Au bout de cinq minutes, elle avait mis en ordre tous les morceaux de papier et elle avait lu la lettre.

Deux larmes tombèrent sur ses joues, larmes de honte bien plus que de tristesse. Elle était jouée !

Elle resta quelques minutes plongée dans un fauteuil, les deux mains sur ses yeux, pleurant et méditant.

Puis, se relevant brusquement, elle arpenta le salon, les bras croisés, les sourcils froncés, s’arrêtant par intervalles et portant la main à son front comme pour mieux se recueillir.

Au bout de quelques instants de cette fiévreuse promenade, elle s’arrêta et s’appuya sur l’angle de la cheminée, fatiguée mais non abattue.

– Ils ne partiront pas ! s’écria-t-elle, ou ils m’écraseront sous la roue de leur voiture de voyage.

Elle sonna sa femme de chambre. La femme de chambre entra.
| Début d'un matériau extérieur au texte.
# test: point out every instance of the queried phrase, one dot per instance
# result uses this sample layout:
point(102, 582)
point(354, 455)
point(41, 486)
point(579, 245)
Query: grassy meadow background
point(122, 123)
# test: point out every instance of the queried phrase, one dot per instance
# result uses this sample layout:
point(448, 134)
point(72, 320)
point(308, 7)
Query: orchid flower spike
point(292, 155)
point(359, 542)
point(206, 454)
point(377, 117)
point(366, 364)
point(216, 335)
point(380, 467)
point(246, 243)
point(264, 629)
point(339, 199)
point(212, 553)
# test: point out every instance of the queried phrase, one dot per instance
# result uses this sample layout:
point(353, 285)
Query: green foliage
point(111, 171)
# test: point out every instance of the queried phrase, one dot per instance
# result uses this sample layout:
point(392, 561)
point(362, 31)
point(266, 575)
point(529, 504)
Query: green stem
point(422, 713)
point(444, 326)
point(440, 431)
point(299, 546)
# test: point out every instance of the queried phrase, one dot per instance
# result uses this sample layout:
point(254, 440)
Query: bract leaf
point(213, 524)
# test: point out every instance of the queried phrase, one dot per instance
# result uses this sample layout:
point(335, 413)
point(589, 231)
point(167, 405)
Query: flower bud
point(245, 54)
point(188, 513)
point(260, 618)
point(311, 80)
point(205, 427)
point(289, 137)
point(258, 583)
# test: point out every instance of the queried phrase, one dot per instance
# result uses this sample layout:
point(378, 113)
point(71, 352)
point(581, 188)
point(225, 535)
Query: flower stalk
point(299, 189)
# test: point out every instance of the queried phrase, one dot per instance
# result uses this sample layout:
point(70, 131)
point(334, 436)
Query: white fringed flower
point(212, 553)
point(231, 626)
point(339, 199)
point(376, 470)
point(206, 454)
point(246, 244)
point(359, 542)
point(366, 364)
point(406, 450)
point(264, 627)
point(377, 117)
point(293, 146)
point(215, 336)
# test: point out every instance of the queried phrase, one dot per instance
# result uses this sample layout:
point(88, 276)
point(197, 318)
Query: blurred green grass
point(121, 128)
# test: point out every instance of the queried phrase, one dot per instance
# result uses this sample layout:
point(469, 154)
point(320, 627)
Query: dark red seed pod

– Que veut madame ? demanda-t-elle.

– Ce que je veux ? répondit la Créole d’un air étonné. Mais je ne veux rien ! Pourquoi me demandez-vous ce que je veux ?

– Madame n’a-t-elle pas sonné ?

– En effet, j’ai sonné, mais je ne sais plus pourquoi.
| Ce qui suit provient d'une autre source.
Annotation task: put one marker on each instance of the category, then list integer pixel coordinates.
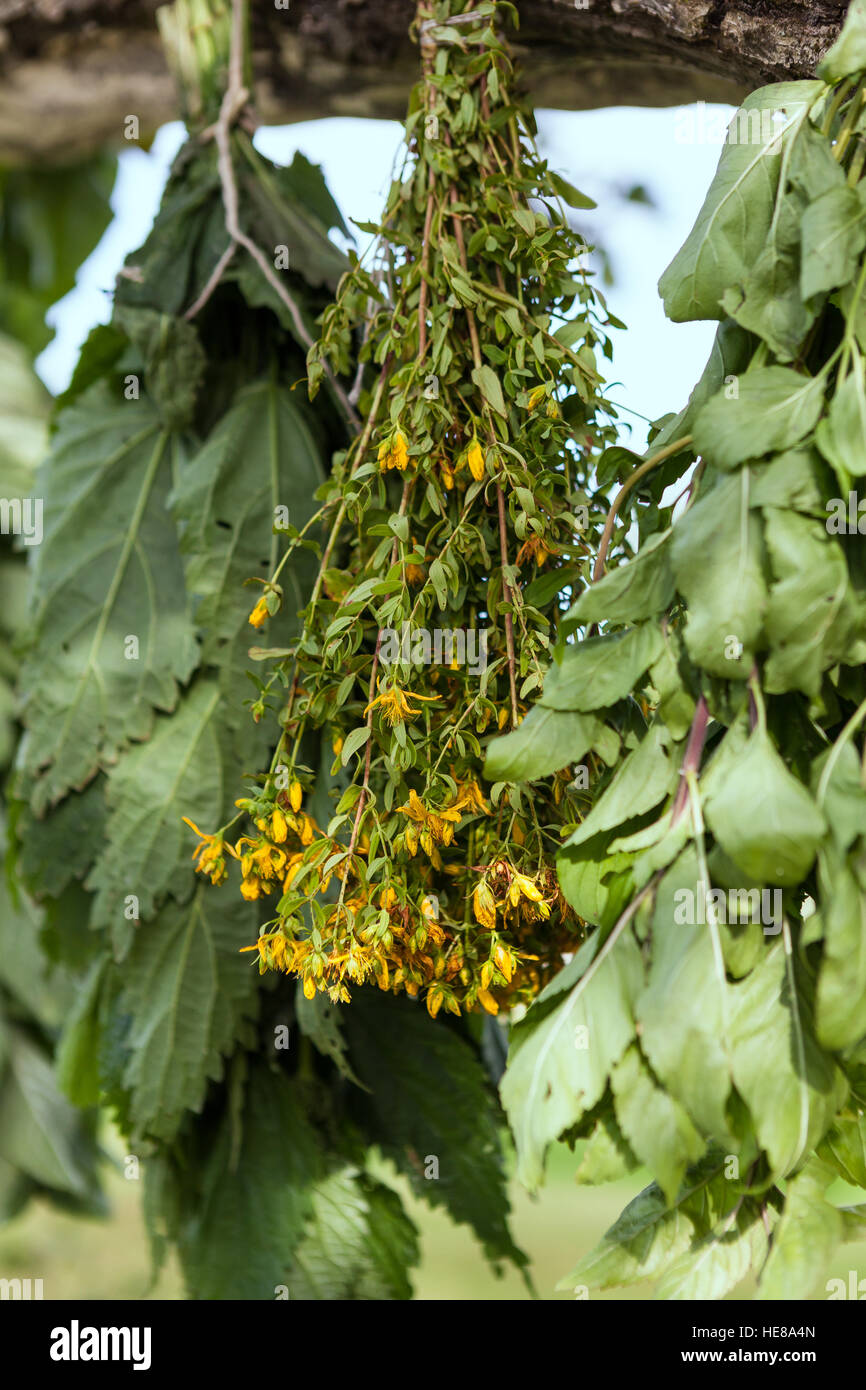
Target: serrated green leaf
(733, 224)
(545, 741)
(260, 456)
(655, 1125)
(559, 1066)
(601, 670)
(773, 409)
(188, 991)
(107, 569)
(428, 1098)
(719, 571)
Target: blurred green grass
(109, 1260)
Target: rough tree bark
(71, 70)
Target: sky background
(603, 152)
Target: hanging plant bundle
(453, 521)
(713, 1025)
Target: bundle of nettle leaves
(688, 783)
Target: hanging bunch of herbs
(453, 521)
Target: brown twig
(635, 477)
(234, 100)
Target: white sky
(656, 363)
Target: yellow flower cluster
(394, 452)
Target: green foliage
(180, 453)
(711, 1025)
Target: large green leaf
(719, 570)
(805, 1237)
(559, 1066)
(773, 409)
(107, 571)
(833, 235)
(545, 741)
(651, 1236)
(239, 1203)
(427, 1098)
(655, 1125)
(601, 670)
(733, 224)
(762, 816)
(186, 769)
(359, 1244)
(41, 1133)
(791, 1087)
(188, 993)
(259, 458)
(684, 1011)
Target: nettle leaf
(655, 1125)
(717, 1262)
(560, 1058)
(833, 236)
(174, 360)
(843, 797)
(733, 225)
(188, 993)
(805, 1237)
(606, 1157)
(845, 1148)
(773, 409)
(243, 1184)
(730, 356)
(359, 1243)
(841, 983)
(545, 741)
(769, 300)
(717, 563)
(641, 781)
(180, 772)
(651, 1236)
(260, 456)
(41, 1133)
(811, 613)
(684, 1009)
(597, 886)
(635, 590)
(848, 53)
(791, 1086)
(601, 670)
(424, 1094)
(841, 435)
(107, 570)
(763, 816)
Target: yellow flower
(484, 906)
(395, 705)
(259, 613)
(473, 798)
(394, 452)
(487, 1001)
(474, 456)
(210, 854)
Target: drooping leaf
(111, 637)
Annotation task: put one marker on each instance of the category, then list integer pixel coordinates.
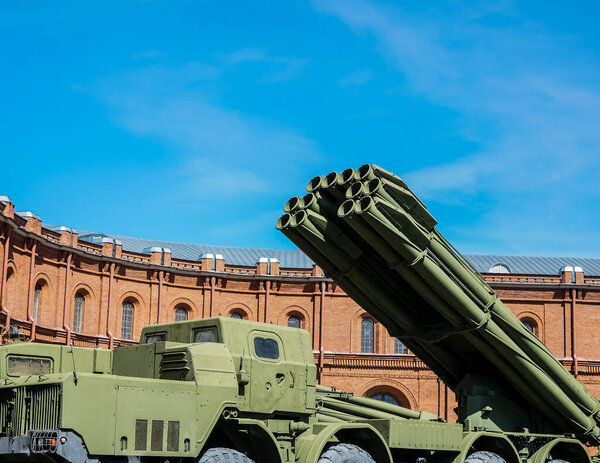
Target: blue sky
(195, 121)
– Madame n’est pas malade ? demanda la femme de chambre en voyant la pâle figure de sa maîtresse.

Vraiment, non, je ne suis pas malade, répondit avec une sorte de fierté madame de Rozan ; jamais je ne me suis mieux portée.

– Si madame n’a pas besoin de moi, reprit la femme de chambre, je vais me retirer.
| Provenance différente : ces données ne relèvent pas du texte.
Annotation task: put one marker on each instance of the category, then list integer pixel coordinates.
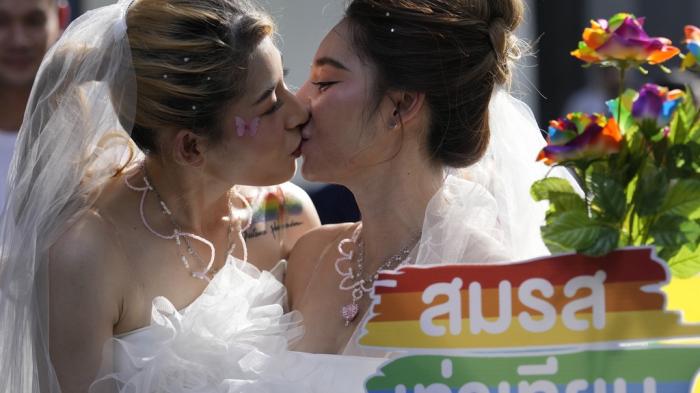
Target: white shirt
(7, 147)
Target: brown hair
(453, 51)
(190, 58)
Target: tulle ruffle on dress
(232, 338)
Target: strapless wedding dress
(232, 338)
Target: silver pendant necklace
(181, 237)
(355, 280)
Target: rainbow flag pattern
(649, 370)
(569, 301)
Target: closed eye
(323, 86)
(275, 107)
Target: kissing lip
(297, 153)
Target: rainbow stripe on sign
(553, 301)
(667, 370)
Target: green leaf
(691, 230)
(575, 231)
(565, 201)
(666, 231)
(686, 263)
(683, 199)
(608, 195)
(652, 186)
(679, 161)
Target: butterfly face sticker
(244, 128)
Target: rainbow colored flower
(581, 136)
(692, 40)
(656, 104)
(622, 39)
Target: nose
(298, 112)
(304, 93)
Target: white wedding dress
(232, 338)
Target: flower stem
(621, 91)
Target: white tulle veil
(485, 213)
(73, 138)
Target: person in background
(28, 28)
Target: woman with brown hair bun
(152, 128)
(410, 111)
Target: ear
(188, 148)
(64, 14)
(407, 106)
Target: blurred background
(550, 81)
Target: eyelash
(323, 86)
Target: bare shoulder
(87, 256)
(313, 243)
(85, 276)
(308, 252)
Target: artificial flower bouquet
(638, 166)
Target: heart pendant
(349, 312)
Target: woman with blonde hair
(153, 127)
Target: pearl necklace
(180, 236)
(355, 281)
– Non, je n’ai pas besoin de vous ; c’est-à-

dire... attendez un instant... oui, j’ai quelque chose à vous demander. Vous êtes née en Normandie ?

– Oui, madame.

– Dans quelle ville ?

– À Rouen.

– Est-ce loin de Paris ?

– Trente lieues environ.

– Et du Havre ?

– La même distance, à peu près.

– Bien ! Vous pouvez vous retirer.

« Pourquoi les empêcher de partir ? songea la Créole ; ai-je la preuve certaine de son infidélité et de sa trahison autre part que dans mon cœur ?

C’est une preuve plus irréfragable qu’il me faut, une preuve matérielle ! Où la trouver ? Lui dire :

“Je sais tout ; tu pars demain avec elle ! Ne pars pas, ou malheur à toi !” Il niera comme il a déjà nié ! Aller trouver cette Suzanne et lui dire :

“Vous êtes une créature infâme ; vous m’enlevez mon mari !” elle rira de moi ; elle lui racontera son aventure, et ils riront de moi tous les deux !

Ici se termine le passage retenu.